Nietzsche's influence and receptionEdit
Philosophers and popular culture have responded to Nietzsche's work in complex and sometimes controversial ways. Many Germans eventually discovered his appeals for greater individualism and personality development in Thus Spoke Zarathustra, but responded to those appeals divergently. He had some following among left-wing Germans in the 1890s; in 1894–95 German conservatives wanted to ban his work as subversive. During the late 19th century popular thought associated Nietzsche's ideas with anarchist movements, and they appear to have had influence on anarchism, particularly in France and the United States.
By the First World War, however, he had acquired a reputation as an inspiration for right-wing German militarism. German soldiers even received copies of Thus Spoke Zarathustra as gifts during World War I. The Dreyfus Affair provides another example of his reception: the French anti-semitic Right labelled the Jewish and Leftist intellectuals who defended Alfred Dreyfus as "Nietzscheans".
Political dictators of the twentieth century, including Stalin, Hitler, and Mussolini read Nietzsche.
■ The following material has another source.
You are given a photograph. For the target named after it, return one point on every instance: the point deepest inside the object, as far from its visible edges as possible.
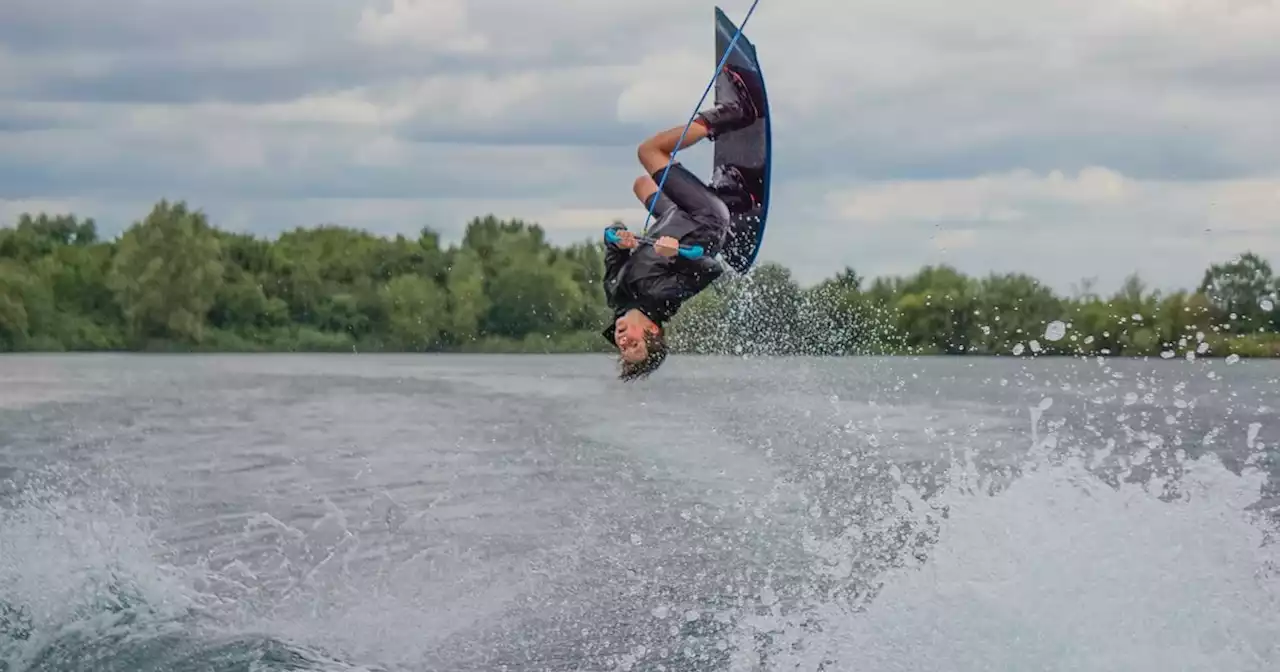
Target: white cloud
(1060, 137)
(434, 24)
The Nazis made use of Nietzsche's philosophy, but did so selectively; this association with National Socialism caused Nietzsche's reputation to suffer following the Second World War.
Nevertheless, Nietzschean ideas exercised a major influence on several prominent European philosophers, including Michel Foucault, Gilles Deleuze, Jacques Derrida, Martin Heidegger, Albert Camus, and Jean-Paul Sartre. In the Anglo-American tradition, the scholarship of Walter Kaufmann and R. J. Hollingdale rehabilitated Nietzsche as a philosopher, and analytic philosophers such as Alexander Nehamas and Brian Leiter continue to study him today. A vocal minority of recent Nietzschean interpreters (Bruce Detwiler, Fredrick Appel, Domenico Losurdo, Abir Taha) have contested what they consider the popular but erroneous egalitarian misrepresentation of Nietzsche's "aristocratic radicalism".